6 Ocak 2016’da ABD’de borsa (Dow Jones IA) endeksi 17.184 idi. Bu Amerikalı yatırımcı elindeki 100.000 Dolarla bu endekse yatırım yapsa eline (100.000 / 17.184 =) 5,82’lik bir endeks değeri geçecekti. 29 Nisan 2016’da Dow Jones IA 17.891’e yükseldi. Söz konusu Amerikalı yatırımcı elindeki 5,82’lik Dow Jones IA hisse değerini bu tarihte satsaydı eline (5,82 x 17.891 =) 104.114 Dolar geçmiş olurdu. Buna göre Amerikalı yatırımcı, parasını Dow Jones IA yerine BIST 100’e yatırmakla (129.358 – 104.114 =) 25.244 Dolar daha fazla kazanmış olmaktadır.
Biz, borsamız hızla yükseliyor, yabancı yatırımcıların Türkiye’ye ilgisi artıyor, son dönemde Türkiye’ye bol döviz giriyor diye sevinirken bizim borsa yılın ilk 4 ayında yabancı yatırımcı açısından tam anlamıyla bir ‘Turkish Delight’ olmuş.

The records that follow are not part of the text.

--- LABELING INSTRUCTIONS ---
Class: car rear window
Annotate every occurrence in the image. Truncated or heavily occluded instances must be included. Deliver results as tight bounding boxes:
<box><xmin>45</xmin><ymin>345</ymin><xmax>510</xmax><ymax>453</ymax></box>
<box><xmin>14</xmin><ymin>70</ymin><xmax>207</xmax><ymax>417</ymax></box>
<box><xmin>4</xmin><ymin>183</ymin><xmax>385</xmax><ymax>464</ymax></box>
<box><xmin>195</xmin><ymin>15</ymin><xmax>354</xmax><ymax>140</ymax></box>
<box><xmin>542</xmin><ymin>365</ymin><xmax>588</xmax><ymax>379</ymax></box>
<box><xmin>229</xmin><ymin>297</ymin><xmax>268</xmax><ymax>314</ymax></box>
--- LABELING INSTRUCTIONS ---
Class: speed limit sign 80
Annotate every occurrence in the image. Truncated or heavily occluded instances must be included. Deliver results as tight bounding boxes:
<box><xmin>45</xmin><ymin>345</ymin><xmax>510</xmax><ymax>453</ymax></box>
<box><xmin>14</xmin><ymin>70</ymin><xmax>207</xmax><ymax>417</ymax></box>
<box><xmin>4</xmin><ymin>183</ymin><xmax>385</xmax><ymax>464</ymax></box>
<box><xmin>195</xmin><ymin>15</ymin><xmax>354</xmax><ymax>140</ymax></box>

Türkiye’nin ödediği bedel arttıkça yabancı yatırımcının Türkiye’ye ilgisi artıyor. Biz buna çok seviniyoruz ama bunda sevinilecek bir durum yok. Tam tersine biz nerede hata yapıyoruz da yabancı yatırımcıya bu kadar çok para ödüyoruz diye düşünmek gerekiyor.